Not only was AT&T unable to track DA queries that it accessed from Pacific's database listings, but Pacific was likewise found to be unable to enforce compliance based on the number of DA queries made by AT&T's customers from Pacific's database. Similarly, if Pacific is unable to independently enforce the per-query charge in the case of AT&T, there is no reason to believe that Pacific could independently track per-query transactions of all other DA providers utilizing listings under the terms of Pacific's DALIS tariff. Therefore, we conclude that it is not reasonable to continue to include a provision in the DALIS tariff for a five-cents-per-query charge that is not subject to independent tracking or enforcement.

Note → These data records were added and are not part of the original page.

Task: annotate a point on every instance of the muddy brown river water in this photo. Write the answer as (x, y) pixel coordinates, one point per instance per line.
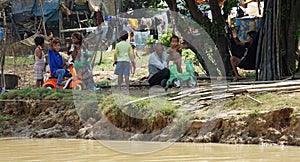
(12, 149)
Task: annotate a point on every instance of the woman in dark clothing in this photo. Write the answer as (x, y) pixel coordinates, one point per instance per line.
(247, 61)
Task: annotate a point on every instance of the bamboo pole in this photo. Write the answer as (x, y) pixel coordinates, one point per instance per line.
(278, 30)
(4, 50)
(43, 17)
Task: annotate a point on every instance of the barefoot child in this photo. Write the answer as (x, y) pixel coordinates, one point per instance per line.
(56, 61)
(122, 57)
(133, 63)
(175, 52)
(40, 61)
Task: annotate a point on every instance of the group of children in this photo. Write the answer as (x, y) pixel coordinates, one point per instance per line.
(124, 59)
(77, 51)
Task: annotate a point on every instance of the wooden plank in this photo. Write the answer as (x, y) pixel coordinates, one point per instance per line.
(73, 30)
(275, 89)
(149, 97)
(274, 85)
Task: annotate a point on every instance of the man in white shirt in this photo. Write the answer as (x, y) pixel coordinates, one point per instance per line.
(158, 66)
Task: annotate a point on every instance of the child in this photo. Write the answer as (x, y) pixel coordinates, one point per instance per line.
(122, 57)
(175, 52)
(56, 62)
(82, 58)
(135, 54)
(40, 61)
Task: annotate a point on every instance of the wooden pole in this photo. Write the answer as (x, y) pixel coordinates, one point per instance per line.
(43, 17)
(4, 49)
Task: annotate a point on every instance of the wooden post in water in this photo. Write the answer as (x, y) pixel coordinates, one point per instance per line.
(43, 17)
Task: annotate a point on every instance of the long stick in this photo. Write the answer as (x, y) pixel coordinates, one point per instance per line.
(43, 17)
(4, 50)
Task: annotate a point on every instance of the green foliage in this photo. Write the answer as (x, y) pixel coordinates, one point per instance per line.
(145, 108)
(150, 41)
(165, 39)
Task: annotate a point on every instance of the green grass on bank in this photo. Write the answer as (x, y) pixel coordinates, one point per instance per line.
(270, 101)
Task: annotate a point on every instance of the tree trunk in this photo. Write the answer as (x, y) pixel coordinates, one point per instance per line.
(277, 51)
(220, 39)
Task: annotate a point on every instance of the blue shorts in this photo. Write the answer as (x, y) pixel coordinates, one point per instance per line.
(123, 68)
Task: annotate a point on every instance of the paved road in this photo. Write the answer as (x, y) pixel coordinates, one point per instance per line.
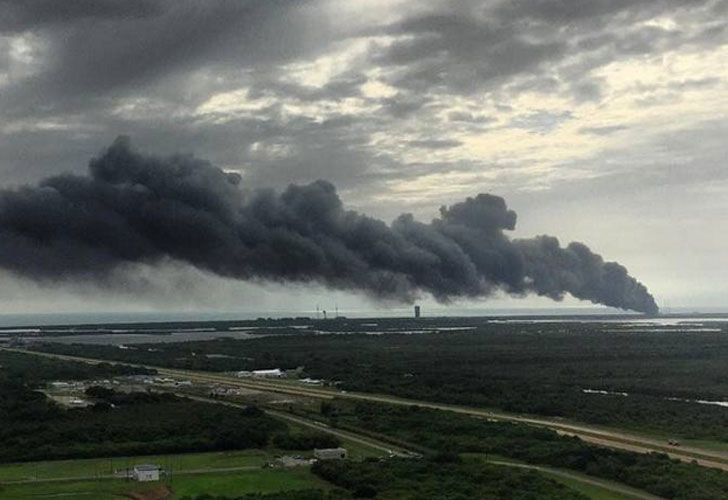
(617, 488)
(611, 439)
(95, 477)
(366, 441)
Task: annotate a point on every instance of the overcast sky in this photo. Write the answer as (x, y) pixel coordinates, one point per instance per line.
(602, 121)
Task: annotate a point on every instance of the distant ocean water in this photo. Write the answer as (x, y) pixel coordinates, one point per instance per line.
(42, 319)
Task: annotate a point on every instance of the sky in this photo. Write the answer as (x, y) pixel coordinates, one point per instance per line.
(602, 122)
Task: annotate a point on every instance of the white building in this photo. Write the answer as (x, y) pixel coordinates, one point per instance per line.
(330, 453)
(145, 472)
(273, 373)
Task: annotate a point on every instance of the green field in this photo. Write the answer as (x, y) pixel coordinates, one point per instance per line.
(106, 466)
(592, 491)
(229, 483)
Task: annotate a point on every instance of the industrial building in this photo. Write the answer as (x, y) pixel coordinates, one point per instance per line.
(145, 472)
(330, 453)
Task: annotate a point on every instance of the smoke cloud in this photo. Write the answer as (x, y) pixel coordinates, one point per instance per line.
(133, 208)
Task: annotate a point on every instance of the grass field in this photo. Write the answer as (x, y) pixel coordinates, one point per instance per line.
(592, 491)
(107, 466)
(228, 483)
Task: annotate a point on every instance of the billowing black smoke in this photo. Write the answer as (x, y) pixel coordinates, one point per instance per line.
(133, 208)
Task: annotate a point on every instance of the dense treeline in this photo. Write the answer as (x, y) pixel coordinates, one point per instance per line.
(539, 368)
(452, 433)
(438, 480)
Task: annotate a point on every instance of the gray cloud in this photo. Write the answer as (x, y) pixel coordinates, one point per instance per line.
(136, 209)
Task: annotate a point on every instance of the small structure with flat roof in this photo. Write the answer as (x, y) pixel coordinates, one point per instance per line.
(330, 453)
(145, 472)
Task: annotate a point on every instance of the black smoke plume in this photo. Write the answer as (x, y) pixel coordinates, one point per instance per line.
(137, 209)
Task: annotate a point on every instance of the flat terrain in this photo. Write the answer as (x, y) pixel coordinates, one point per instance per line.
(620, 440)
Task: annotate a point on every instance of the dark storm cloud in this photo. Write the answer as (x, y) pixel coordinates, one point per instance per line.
(20, 15)
(132, 208)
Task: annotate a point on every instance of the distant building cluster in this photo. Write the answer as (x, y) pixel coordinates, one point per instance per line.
(272, 373)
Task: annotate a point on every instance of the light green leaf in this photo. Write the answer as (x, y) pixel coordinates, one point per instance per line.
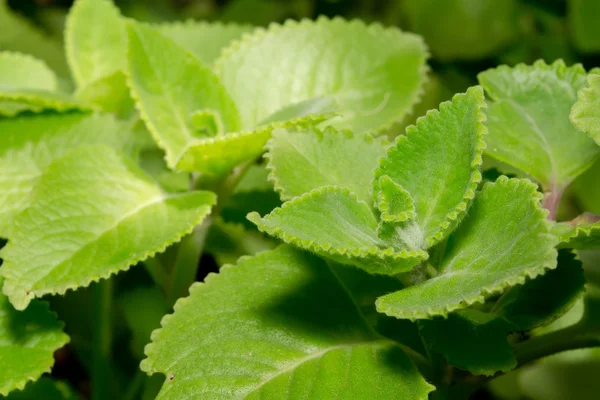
(29, 144)
(583, 21)
(21, 71)
(503, 241)
(92, 214)
(300, 161)
(585, 114)
(437, 163)
(463, 29)
(168, 94)
(472, 340)
(205, 40)
(374, 73)
(543, 299)
(394, 202)
(278, 339)
(95, 40)
(528, 121)
(583, 233)
(18, 34)
(47, 389)
(332, 222)
(28, 340)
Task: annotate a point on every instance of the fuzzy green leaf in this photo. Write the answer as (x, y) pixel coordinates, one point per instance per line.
(205, 40)
(27, 84)
(585, 114)
(277, 338)
(503, 241)
(29, 144)
(528, 121)
(374, 73)
(332, 222)
(28, 340)
(300, 161)
(583, 21)
(543, 299)
(437, 163)
(584, 234)
(472, 340)
(92, 214)
(95, 40)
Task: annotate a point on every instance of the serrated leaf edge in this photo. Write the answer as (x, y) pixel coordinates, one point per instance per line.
(310, 245)
(378, 29)
(20, 385)
(486, 292)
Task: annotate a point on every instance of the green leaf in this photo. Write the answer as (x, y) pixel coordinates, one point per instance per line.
(374, 87)
(29, 144)
(543, 299)
(300, 161)
(277, 339)
(503, 241)
(205, 40)
(28, 341)
(437, 163)
(18, 34)
(92, 214)
(332, 222)
(472, 340)
(463, 29)
(394, 202)
(21, 71)
(583, 233)
(582, 17)
(528, 121)
(47, 389)
(95, 40)
(585, 114)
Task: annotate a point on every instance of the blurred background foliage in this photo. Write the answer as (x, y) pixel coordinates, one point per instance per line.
(465, 37)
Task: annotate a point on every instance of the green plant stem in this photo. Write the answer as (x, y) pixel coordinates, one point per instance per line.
(571, 338)
(101, 370)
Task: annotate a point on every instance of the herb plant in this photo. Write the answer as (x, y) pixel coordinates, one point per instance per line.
(370, 266)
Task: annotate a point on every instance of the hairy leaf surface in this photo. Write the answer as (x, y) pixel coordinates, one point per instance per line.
(437, 163)
(28, 340)
(92, 214)
(29, 144)
(95, 40)
(260, 330)
(528, 121)
(332, 222)
(205, 40)
(585, 114)
(300, 161)
(503, 241)
(374, 73)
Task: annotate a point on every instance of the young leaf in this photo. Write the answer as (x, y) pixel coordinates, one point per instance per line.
(300, 161)
(585, 234)
(28, 341)
(543, 299)
(92, 214)
(95, 40)
(437, 164)
(472, 340)
(278, 338)
(585, 114)
(528, 121)
(29, 144)
(503, 241)
(331, 222)
(374, 86)
(205, 40)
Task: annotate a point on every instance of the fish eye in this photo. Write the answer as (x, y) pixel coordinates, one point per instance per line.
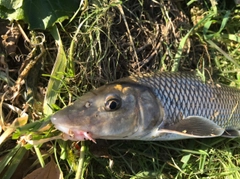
(112, 103)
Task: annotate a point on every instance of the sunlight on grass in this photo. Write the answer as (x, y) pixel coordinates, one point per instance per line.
(105, 41)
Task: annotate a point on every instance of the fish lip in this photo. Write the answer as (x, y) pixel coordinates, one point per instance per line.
(74, 134)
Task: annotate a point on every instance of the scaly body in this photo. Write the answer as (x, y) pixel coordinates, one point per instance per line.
(160, 106)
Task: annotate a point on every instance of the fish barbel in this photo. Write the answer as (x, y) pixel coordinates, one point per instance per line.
(158, 106)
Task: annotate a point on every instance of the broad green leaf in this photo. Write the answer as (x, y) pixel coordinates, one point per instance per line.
(11, 4)
(39, 14)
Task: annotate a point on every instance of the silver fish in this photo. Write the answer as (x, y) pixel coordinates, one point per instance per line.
(159, 106)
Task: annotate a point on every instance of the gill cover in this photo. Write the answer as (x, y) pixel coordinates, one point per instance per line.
(114, 111)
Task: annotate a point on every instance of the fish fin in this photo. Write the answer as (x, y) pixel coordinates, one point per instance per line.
(196, 126)
(231, 133)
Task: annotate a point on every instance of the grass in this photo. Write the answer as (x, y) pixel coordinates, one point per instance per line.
(104, 42)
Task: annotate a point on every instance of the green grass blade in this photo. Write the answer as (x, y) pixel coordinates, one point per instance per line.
(57, 72)
(14, 162)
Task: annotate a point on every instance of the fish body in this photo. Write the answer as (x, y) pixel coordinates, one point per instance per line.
(158, 106)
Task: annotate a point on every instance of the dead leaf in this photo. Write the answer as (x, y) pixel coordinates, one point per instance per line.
(50, 171)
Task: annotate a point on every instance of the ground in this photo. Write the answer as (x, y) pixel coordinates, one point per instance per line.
(104, 42)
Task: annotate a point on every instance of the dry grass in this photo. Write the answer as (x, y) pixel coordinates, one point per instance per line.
(107, 41)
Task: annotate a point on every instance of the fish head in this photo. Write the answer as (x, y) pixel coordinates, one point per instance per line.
(114, 111)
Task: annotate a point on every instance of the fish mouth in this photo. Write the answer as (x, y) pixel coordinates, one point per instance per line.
(74, 134)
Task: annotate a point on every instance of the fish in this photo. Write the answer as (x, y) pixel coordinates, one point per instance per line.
(153, 107)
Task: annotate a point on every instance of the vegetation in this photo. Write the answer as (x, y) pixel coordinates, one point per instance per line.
(52, 52)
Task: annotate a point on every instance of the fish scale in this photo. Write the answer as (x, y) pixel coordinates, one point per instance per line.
(157, 106)
(201, 99)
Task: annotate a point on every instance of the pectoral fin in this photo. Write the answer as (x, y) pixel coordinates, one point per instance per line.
(197, 126)
(190, 127)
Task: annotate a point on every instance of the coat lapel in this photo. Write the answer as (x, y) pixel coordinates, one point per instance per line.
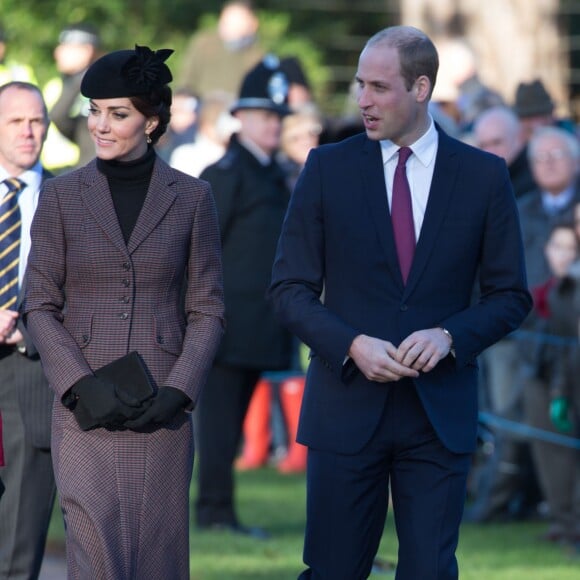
(97, 199)
(159, 199)
(442, 185)
(376, 196)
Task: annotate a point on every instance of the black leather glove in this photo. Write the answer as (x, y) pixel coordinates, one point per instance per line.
(98, 400)
(166, 404)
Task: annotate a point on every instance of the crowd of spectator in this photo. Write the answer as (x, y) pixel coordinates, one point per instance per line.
(529, 379)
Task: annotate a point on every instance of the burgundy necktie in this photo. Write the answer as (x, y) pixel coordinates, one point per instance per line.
(402, 214)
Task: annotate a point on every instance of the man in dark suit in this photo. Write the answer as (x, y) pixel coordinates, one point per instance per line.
(251, 199)
(391, 392)
(25, 398)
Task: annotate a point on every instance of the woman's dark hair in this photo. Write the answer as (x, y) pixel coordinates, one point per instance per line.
(156, 104)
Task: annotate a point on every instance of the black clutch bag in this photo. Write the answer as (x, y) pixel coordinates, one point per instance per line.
(131, 378)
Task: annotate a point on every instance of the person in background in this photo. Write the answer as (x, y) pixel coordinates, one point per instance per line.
(25, 399)
(375, 271)
(299, 89)
(552, 385)
(505, 485)
(300, 133)
(125, 257)
(11, 70)
(78, 46)
(554, 155)
(251, 197)
(535, 108)
(1, 457)
(214, 129)
(183, 124)
(219, 59)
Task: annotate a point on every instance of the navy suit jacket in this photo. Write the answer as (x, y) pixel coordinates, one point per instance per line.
(336, 275)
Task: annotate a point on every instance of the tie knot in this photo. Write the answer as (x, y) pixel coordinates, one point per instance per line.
(13, 184)
(404, 154)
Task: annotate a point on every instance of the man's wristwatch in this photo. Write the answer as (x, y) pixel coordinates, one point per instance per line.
(450, 337)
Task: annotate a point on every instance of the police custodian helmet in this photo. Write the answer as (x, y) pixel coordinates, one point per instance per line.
(264, 87)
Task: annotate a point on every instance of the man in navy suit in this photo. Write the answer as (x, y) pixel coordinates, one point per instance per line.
(391, 397)
(25, 397)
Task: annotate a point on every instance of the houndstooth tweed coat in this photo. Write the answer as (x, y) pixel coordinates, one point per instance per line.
(91, 298)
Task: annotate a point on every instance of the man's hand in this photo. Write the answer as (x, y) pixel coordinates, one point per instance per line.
(423, 349)
(164, 407)
(376, 360)
(8, 319)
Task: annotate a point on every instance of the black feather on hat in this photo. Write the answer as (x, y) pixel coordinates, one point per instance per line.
(127, 73)
(264, 87)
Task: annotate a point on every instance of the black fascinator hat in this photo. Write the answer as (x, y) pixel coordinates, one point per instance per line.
(127, 73)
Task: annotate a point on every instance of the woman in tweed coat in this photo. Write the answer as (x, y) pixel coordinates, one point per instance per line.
(125, 256)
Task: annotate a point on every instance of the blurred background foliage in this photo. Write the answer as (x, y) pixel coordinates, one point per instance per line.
(326, 35)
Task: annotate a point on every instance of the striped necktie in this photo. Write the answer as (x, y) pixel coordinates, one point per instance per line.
(10, 222)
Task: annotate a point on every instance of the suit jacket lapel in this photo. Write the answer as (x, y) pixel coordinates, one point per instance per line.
(442, 185)
(375, 194)
(97, 199)
(159, 199)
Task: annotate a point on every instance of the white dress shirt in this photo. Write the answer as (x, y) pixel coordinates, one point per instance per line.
(419, 167)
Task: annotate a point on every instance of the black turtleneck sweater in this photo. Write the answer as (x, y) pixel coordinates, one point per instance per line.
(129, 183)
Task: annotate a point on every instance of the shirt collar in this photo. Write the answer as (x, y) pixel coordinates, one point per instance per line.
(31, 177)
(424, 148)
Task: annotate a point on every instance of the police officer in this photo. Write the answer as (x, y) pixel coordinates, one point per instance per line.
(251, 197)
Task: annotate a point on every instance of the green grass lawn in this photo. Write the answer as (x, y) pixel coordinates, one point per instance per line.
(276, 502)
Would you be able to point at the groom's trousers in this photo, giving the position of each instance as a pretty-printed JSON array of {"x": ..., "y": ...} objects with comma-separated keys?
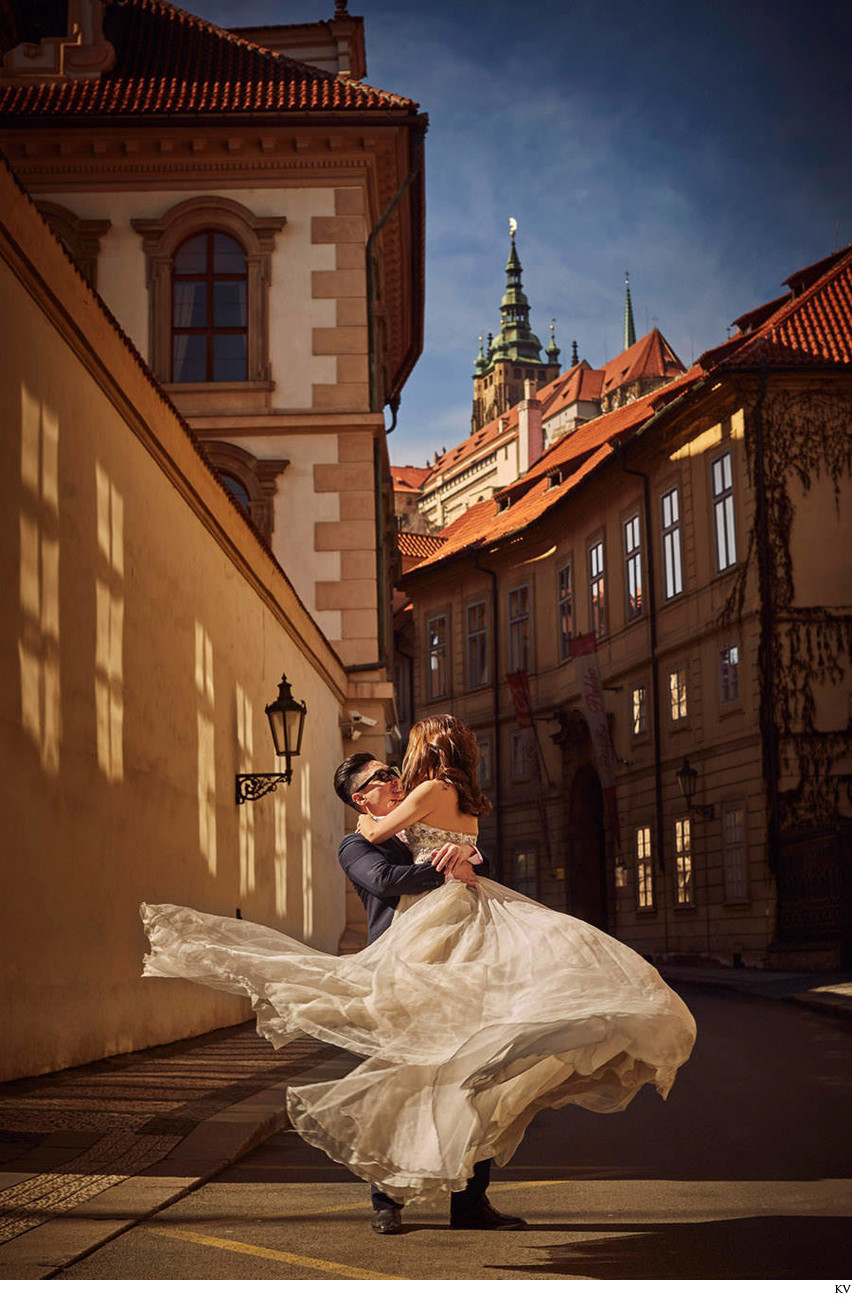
[{"x": 472, "y": 1193}]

We conclude that a similar rationale as was applied in the case of the AT&T arbitration has general applicability to other users of Pacific's DA listings. Other DA users should likewise be relieved of the obligation to pay the five cents per query charge in view of the unenforceability of Pacific's DALIS tariff provision.

We shall, therefore, require Pacific to amend its DALIS tariff to remove the five-cents per listing charge payable each time a DA provider gives out DA listing information using Pacific's database. We shall require that to the extent any DA provider can document that it has previously paid Pacific relating to the five-cents-per query charge, that Pacific shall rebate those charges to the DA provider. Documentation in the form of copies of past billing records would be acceptable evidence confirming such charges. On a going forward basis, we shall require that any interim rates paid to Pacific for DA access exclude any charge for access based on the number of customer DA queries that were provided through Pacific's DA database. Because we have no evidence that Verizon imposes any comparable usage charge based on the number of end-user customer DA queries that are made, we shall limit this directive to Pacific's DALIS tariff.

We shall modify D.98-01-022 to require that the provisional rates to be paid under Pacific's DALIS tariff be adjusted to exclude the five-cents-per query charge, and that rebates be made to DA providers to the extent, if any, that they have previously paid charges under this tariff provision. The provisional rates shall remain subject to a further true up once final DA access rates are adopted in the OANAD proceeding.

11 Implementation of the Local Competition Provisions of the Telecommunications Act, CC Docket No. 96-98, Third Report and Order and Fourth Further Notice of Proposed Rulemaking, 15 FCC Rcd 3696, 3891-92 (1999) (UNE Remand Order).